You are viewing a plain text version of this content. The canonical link for it is here.
Posted to j-dev@xerces.apache.org by bu...@apache.org on 2003/11/10 05:01:12 UTC
DO NOT REPLY [Bug 897] -
Memory leak reading large XML-files with SAX parser
DO NOT REPLY TO THIS EMAIL, BUT PLEASE POST YOUR BUG
RELATED COMMENTS THROUGH THE WEB INTERFACE AVAILABLE AT
<http://nagoya.apache.org/bugzilla/show_bug.cgi?id=897>.
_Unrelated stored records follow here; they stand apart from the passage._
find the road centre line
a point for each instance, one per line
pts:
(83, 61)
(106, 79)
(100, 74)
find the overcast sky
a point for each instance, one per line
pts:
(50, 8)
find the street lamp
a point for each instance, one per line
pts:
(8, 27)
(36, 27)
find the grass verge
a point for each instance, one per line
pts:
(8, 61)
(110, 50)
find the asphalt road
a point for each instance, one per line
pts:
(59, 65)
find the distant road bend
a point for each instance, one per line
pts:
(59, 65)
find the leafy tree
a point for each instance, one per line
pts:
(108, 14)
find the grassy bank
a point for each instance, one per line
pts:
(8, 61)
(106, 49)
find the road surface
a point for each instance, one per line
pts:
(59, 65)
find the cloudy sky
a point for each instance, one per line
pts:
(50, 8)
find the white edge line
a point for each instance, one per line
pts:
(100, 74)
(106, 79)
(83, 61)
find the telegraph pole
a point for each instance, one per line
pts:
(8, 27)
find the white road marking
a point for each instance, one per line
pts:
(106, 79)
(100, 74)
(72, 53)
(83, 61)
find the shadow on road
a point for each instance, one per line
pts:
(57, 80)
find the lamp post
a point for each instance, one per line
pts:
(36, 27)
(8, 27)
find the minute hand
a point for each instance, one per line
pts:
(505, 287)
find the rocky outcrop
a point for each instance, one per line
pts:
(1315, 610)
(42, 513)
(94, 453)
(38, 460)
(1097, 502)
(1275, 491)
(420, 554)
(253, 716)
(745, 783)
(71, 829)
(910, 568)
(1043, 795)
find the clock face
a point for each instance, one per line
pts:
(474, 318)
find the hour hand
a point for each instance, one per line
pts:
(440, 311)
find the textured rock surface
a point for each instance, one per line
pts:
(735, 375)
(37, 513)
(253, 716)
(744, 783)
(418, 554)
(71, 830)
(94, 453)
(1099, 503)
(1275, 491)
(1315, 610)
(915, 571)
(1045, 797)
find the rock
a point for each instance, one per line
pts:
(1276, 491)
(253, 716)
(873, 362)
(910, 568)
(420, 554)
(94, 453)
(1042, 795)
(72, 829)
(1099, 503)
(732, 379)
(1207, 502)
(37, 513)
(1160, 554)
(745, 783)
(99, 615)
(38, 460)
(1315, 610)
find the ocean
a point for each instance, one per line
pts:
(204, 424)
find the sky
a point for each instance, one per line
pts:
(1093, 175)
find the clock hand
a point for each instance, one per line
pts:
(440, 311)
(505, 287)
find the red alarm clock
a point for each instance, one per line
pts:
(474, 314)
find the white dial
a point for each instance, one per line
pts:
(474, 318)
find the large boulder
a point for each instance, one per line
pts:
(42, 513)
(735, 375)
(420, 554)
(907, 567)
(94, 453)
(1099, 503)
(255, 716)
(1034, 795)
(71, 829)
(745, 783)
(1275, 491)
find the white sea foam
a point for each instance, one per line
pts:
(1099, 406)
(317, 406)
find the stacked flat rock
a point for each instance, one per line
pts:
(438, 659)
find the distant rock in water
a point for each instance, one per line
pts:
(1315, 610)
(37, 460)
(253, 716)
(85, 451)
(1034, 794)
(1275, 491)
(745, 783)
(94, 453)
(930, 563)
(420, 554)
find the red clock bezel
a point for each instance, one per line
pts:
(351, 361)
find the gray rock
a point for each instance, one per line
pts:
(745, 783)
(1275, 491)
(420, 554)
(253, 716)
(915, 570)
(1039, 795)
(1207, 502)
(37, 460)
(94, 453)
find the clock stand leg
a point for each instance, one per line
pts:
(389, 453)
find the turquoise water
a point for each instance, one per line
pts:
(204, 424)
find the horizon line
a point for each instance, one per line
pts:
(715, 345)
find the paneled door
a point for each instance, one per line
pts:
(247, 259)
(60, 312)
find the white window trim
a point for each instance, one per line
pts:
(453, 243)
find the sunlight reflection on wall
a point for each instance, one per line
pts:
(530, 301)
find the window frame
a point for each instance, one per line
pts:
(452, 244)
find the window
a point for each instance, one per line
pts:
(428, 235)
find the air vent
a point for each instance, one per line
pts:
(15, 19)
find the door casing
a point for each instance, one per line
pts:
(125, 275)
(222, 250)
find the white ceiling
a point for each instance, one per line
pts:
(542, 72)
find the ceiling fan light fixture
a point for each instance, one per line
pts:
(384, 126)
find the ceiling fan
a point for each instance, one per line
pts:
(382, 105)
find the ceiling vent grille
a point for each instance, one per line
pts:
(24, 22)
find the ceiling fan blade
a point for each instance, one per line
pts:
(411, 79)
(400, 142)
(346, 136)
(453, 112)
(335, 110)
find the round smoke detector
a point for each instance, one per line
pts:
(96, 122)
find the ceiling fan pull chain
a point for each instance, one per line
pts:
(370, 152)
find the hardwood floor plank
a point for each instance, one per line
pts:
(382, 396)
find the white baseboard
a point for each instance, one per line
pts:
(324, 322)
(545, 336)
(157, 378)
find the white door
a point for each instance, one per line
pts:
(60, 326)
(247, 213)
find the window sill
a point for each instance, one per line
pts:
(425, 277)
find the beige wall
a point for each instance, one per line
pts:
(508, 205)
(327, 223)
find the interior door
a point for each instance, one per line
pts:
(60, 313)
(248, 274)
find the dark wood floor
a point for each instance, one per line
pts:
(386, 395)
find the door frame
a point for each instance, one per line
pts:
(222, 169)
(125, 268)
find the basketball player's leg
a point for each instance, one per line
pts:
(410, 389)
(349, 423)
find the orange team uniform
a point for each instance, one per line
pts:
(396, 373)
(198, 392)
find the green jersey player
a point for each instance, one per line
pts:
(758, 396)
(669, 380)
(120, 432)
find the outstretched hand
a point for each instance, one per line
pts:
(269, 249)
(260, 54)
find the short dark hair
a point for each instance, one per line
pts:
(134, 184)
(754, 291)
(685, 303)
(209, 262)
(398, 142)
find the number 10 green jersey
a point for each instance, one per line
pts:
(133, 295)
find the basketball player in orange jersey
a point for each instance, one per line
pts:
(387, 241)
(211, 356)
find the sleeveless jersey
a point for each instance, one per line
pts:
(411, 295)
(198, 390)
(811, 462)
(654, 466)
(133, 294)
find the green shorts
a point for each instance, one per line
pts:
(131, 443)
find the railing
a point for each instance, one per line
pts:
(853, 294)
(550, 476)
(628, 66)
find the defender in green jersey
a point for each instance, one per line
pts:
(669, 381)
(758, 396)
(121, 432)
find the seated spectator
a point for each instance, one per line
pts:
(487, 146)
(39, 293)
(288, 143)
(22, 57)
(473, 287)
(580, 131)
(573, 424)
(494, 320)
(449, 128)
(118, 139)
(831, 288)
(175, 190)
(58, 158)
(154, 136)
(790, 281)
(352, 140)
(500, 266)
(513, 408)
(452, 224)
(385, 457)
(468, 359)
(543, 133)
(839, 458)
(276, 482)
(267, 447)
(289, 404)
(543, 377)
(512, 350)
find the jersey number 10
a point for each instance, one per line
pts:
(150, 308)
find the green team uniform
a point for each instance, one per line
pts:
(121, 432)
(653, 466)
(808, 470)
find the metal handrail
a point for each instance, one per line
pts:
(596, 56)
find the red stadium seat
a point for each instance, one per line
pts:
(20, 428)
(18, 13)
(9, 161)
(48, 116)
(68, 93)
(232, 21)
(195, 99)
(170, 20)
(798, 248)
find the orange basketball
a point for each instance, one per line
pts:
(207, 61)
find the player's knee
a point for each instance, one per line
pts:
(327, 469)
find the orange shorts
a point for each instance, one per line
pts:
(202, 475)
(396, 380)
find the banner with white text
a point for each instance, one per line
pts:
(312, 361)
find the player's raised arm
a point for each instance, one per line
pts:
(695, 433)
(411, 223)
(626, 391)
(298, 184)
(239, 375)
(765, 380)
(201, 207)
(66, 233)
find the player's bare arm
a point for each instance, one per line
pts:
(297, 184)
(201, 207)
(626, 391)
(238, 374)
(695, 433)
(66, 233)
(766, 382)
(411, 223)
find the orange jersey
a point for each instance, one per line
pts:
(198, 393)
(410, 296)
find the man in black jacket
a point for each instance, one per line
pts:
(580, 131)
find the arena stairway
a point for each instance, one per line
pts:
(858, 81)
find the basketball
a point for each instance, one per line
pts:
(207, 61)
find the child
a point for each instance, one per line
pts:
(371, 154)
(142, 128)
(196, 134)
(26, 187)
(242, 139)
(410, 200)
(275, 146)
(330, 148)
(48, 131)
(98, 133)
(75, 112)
ANY REPLY MADE TO THIS MESSAGE WILL NOT BE COLLECTED AND
INSERTED IN THE BUG DATABASE.
http://nagoya.apache.org/bugzilla/show_bug.cgi?id=897
Memory leak reading large XML-files with SAX parser
------- Additional Comments From anewman@pisoftware.com 2003-11-10 04:01 -------
This is still a problem in the lastest version of Xerces (2.5). The number
"java.io.StringReader" increases until it runs out of memory - they are never
able to be garbage collected.
Here's some sample RDF/XML:<?xml version="1.0" encoding="utf-8"?>
<!DOCTYPE rdf:RDF [
<!ENTITY math "http://kowari.org/math#">
<!ENTITY owl "http://www.w3.org/2002/07/owl#">
<!ENTITY rdf "http://www.w3.org/1999/02/22-rdf-syntax-ns#">
<!ENTITY rdfs "http://www.w3.org/2000/01/rdf-schema#">
<!ENTITY xsd "http://www.w3.org/2001/XMLSchema#">
]>
<rdf:RDF xmlns:math ="&math;"
xmlns:owl ="&owl;"
xmlns:rdf ="&rdf;"
xmlns:rdfs ="&rdfs;">
<rdf:Description>
<owl:sameIndividualAs rdf:datatype="&xsd;integer">14</owl:sameIndividualAs>
<rdfs:label xml:lang="en">fourteen</rdfs:label>
<math:roman>XIV</math:roman>
<math:square rdf:datatype="&xsd;integer">196</math:square>
<math:primeFactorization>
<rdf:Bag>
<rdf:li rdf:datatype="&xsd;integer">2</rdf:li>
<rdf:li rdf:datatype="&xsd;integer">7</rdf:li>
</rdf:Bag>
</math:primeFactorization>
</rdf:Description>
<rdf:Description>
<owl:sameIndividualAs rdf:datatype="&xsd;integer">15</owl:sameIndividualAs>
<rdfs:label xml:lang="en">fifteen</rdfs:label>
<math:roman>XV</math:roman>
<math:square rdf:datatype="&xsd;integer">225</math:square>
<math:primeFactorization>
<rdf:Bag>
<rdf:li rdf:datatype="&xsd;integer">3</rdf:li>
<rdf:li rdf:datatype="&xsd;integer">5</rdf:li>
</rdf:Bag>
</math:primeFactorization>
<rdf:type rdf:resource="&math;TriangularNumber"/>
</rdf:Description>
</rdf:RDF>
When you inline all of the references, then it only ever has 4 objects
allocated. For example:
<rdf:Description>
<owl:sameIndividualAs
rdf:datatype="http://www.w3.org/2001/XMLSchema#integer">14</owl:sameIndividualAs>
<rdfs:label xml:lang="en">fourteen</rdfs:label>
<math:roman>XIV</math:roman>
<math:square
rdf:datatype="http://www.w3.org/2001/XMLSchema#integer">196</math:square>
<math:primeFactorization>
<rdf:Bag>
<rdf:li rdf:datatype="http://www.w3.org/2001/XMLSchema#integer">2</rdf:li>
<rdf:li rdf:datatype="http://www.w3.org/2001/XMLSchema#integer">7</rdf:li>
</rdf:Bag>
</math:primeFactorization>
</rdf:Description>
Here's a report from Optimize It after parsing a large amount of this XML:
2509 instances of java.io.StringReader allocated.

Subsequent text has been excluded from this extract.